DTI is an advanced imaging technique used to estimate the diffusion of tissue in the body by calculating the parameters of apparent diffusion coefficient (ADC) and fractional anisotropy (FA). This method provides information on the motion of water at the molecular level and information related to tissue microstructure [12]. The tubular anatomy is radially arranged, resulting in anisotropic diffusion, which can be assessed by the DTI technique [13]. In kidney diseases such as chronic kidney disease, CI-AKI, and ischemia-reperfusion injury, both ADC and FA values are significantly reduced [4, 7]. Moreover, BOLD-MRI, which can identify nephrotoxic drugs at an early stage, has been used to evaluate the effect of drugs on renal tissue oxygenation. CI-AKI patients with lower oxygenation of the kidney tissue have worse renal outcomes [6]. In this study, we found that ADC and FA values of the right kidney were significantly lower 24 h after contrast agent administration than those in the left kidney (Fig. 2). In contrast, R2* value was increased, probably because iohexol was injected via the right renal artery.
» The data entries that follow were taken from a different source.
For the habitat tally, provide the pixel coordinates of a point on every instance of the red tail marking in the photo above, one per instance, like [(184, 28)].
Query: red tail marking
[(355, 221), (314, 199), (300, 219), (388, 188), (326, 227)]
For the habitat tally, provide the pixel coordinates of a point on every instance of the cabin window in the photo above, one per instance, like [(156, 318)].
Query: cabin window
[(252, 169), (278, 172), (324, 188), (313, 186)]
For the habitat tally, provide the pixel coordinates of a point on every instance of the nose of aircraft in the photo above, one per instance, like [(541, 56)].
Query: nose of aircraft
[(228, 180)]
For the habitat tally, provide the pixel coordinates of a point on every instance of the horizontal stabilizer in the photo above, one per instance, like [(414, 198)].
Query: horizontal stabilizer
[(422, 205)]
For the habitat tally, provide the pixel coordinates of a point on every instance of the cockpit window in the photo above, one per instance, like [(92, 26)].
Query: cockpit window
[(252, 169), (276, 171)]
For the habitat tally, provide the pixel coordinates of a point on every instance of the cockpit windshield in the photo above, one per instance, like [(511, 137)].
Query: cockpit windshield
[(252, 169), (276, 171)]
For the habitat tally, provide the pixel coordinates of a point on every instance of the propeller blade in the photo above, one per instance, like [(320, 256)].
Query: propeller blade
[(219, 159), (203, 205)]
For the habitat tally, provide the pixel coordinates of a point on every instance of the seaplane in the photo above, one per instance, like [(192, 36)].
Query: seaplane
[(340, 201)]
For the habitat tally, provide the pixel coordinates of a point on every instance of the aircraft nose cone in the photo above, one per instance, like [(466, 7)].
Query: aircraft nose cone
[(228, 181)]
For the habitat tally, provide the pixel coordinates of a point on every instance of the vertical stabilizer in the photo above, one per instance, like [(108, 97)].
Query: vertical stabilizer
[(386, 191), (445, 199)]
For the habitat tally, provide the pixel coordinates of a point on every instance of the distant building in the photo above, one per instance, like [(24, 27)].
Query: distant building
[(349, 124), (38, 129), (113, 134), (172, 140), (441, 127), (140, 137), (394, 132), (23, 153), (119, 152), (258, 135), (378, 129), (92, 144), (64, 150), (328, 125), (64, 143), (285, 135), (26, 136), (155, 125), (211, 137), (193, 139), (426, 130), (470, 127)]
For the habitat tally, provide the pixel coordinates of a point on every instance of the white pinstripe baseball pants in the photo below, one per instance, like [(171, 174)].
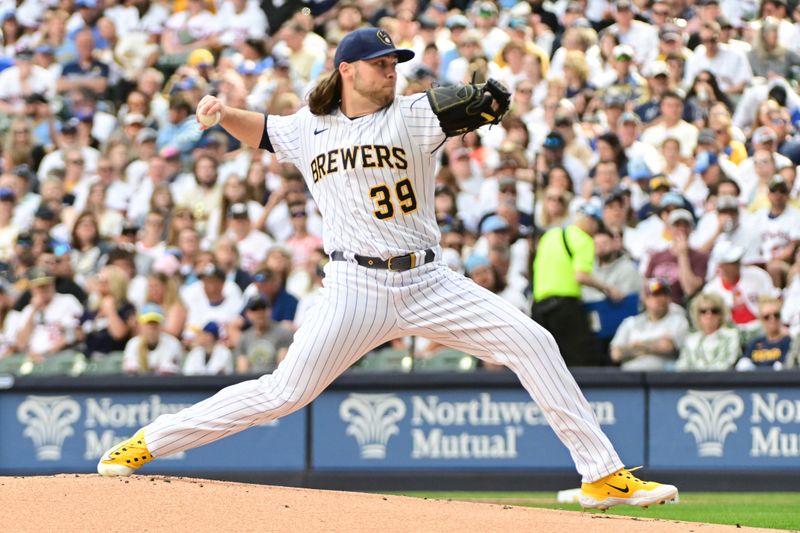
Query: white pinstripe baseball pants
[(361, 309)]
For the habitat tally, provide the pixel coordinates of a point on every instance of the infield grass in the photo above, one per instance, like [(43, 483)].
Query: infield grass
[(777, 510)]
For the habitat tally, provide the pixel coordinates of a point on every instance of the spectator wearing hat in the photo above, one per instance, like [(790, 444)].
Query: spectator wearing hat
[(730, 66), (30, 136), (241, 20), (672, 125), (181, 131), (740, 286), (554, 208), (563, 263), (85, 70), (152, 351), (87, 245), (209, 356), (779, 231), (657, 77), (703, 93), (657, 187), (7, 315), (485, 18), (21, 181), (640, 36), (683, 267), (8, 229), (613, 265), (46, 325), (162, 291), (251, 242), (628, 131), (765, 144), (268, 283), (234, 191), (150, 243), (109, 319), (726, 222), (204, 193), (497, 235), (263, 345), (52, 257), (787, 138), (730, 146), (553, 154), (650, 340), (713, 345), (774, 349), (769, 57), (617, 211), (469, 48), (626, 78), (509, 170), (184, 31), (72, 136), (302, 242), (213, 299), (22, 79), (706, 175), (479, 268)]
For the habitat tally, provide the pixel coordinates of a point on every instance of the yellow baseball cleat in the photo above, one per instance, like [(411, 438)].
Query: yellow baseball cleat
[(124, 458), (623, 488)]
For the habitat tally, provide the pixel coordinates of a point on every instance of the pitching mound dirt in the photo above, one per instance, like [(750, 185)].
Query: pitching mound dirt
[(70, 502)]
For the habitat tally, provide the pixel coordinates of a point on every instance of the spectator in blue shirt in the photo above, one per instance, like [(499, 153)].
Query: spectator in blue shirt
[(771, 350), (85, 71)]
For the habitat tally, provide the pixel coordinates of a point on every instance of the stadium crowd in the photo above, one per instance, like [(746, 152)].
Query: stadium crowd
[(640, 199)]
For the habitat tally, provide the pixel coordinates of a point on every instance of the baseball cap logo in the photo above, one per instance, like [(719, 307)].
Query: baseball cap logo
[(384, 38)]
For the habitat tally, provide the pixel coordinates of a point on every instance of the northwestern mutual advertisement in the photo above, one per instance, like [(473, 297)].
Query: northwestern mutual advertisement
[(732, 429), (69, 433), (460, 429)]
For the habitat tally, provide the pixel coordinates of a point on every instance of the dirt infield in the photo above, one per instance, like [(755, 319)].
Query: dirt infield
[(71, 502)]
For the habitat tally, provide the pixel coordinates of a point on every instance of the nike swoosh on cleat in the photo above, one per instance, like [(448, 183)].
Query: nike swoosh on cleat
[(625, 490)]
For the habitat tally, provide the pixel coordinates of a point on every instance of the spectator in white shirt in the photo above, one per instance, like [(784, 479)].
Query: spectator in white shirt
[(251, 243), (47, 324), (741, 287), (779, 231), (672, 125), (729, 66), (152, 351), (650, 340), (241, 20), (22, 80), (209, 357)]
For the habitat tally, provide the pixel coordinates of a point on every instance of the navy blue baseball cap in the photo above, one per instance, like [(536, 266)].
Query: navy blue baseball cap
[(368, 43)]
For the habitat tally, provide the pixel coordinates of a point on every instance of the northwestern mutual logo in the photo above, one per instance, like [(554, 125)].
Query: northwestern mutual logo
[(48, 421), (710, 417), (372, 421)]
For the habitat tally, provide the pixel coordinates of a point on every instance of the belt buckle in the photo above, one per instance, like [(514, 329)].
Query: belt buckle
[(412, 262)]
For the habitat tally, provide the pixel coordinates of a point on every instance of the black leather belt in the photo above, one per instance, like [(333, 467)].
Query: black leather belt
[(398, 263)]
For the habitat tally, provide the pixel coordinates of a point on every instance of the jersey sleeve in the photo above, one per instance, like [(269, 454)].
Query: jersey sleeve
[(282, 136), (422, 123)]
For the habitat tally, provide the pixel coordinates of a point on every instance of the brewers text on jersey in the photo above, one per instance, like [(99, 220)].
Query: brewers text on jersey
[(366, 156)]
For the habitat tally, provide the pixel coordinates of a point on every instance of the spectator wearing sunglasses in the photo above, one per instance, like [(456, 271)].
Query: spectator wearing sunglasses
[(650, 340), (770, 351), (714, 346)]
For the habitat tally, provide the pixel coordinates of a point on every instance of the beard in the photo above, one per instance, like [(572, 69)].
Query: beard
[(380, 96)]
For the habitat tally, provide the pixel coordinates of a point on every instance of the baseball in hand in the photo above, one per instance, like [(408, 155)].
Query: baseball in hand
[(209, 120)]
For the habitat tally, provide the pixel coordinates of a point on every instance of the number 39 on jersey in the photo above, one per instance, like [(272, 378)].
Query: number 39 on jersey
[(385, 199)]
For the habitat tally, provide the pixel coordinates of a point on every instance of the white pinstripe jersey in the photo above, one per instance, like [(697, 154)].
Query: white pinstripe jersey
[(372, 177)]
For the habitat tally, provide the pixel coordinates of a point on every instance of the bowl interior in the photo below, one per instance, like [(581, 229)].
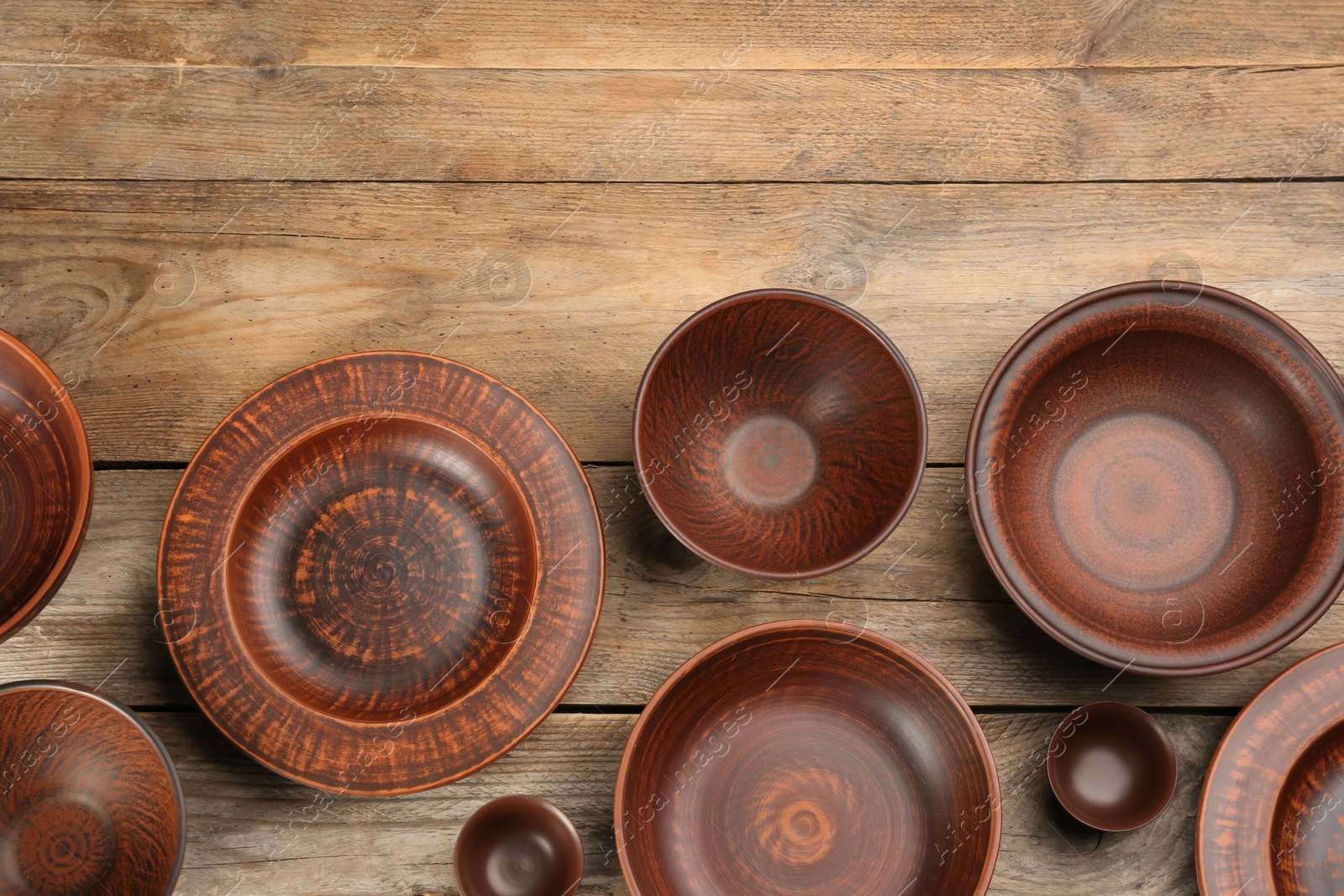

These high-concentration contrast agents were directly exposed to the right kidney, causing an increase in the effect on the right kidney. In contrast, the left kidney was relatively lightly affected by blood circulation buffering. However, ADC, FA, and R2* values were not statistically different compared to the control group.

Hypoxia and direct cytotoxicity have been associated with contrast-induced kidney injury. In this study, we found that R2* value rapidly increased after iohexol injection, reaching a peak at 24 h. This may be due to the following reasons: 1) contrast agents stimulate vasoconstriction to cause hemodynamic changes and reduce renal oxygen supply [14]. 2) Iohexol is one of the nonionic monomer low-osmolar contrast media (400–800 mosmol/kg H2O), and its osmolalities are significantly higher than blood plasma (290 mosmol/kg H2O). Osmotic diuretic effects increase oxygen consumption [15]. 3) Decreased glomerular filtration rate (GFR) results in prolonged residence time of the contrast agent, increased cytotoxic edema and tubular resistance, tubular dilation, adjacent vascular compression, and further reduction of renal oxygen supply. At this time, part of the renal cell nuclear HIF-1α is markedly stained, and renal histology shows swelling and vacuolation of renal tubular epithelial cells. The swelling of the renal tubular epithelial cells and the increase of vacuoles cause changes in intracellular water, which limits the diffusion of renal water and decreases the ADC value [16]. Tubular expansion, cellular debris, reduced tubular flow velocity, cellular casts in the tubule lumen, and tubular damage may impair directional diffusion and restrict FA [17]. Subsequent R2*, ADC, and FA values gradually returned to the baseline level, and this trend was related to the metabolism of iodine contrast agent in vivo.

Previous studies have stated that 99% of the iodine contrast agent is eliminated through urine within 24 h of injection [18]. Histological changes and HIF-1α stained changes are also gradually recovered. Interestingly, our study showed that the time point of BUN, Cys C, R2*, ADC, FA values recovery occurred 1 day earlier than SCr. This may be because SCr is affected by several factors, such as age, weight, muscle mass, and various medications, which slow down the rate of change [19, 20]. Longitudinal dynamic studies have illustrated that R2*, ADC, and FA are extremely sensitive to simultaneous monitoring of different degrees of pathological changes in both kidneys during the CI-AKI process. In this study, DTI was used to analyze tissue anisotropy by examining the diffusion of water in different directions, while BOLD-MRI was used to measure renal tissue deoxyhemoglobin levels. A combination of these methods provided independent diagnostic information on kidney function, and thus can be used to evaluate CI-AKI pathophysiological process more accurately.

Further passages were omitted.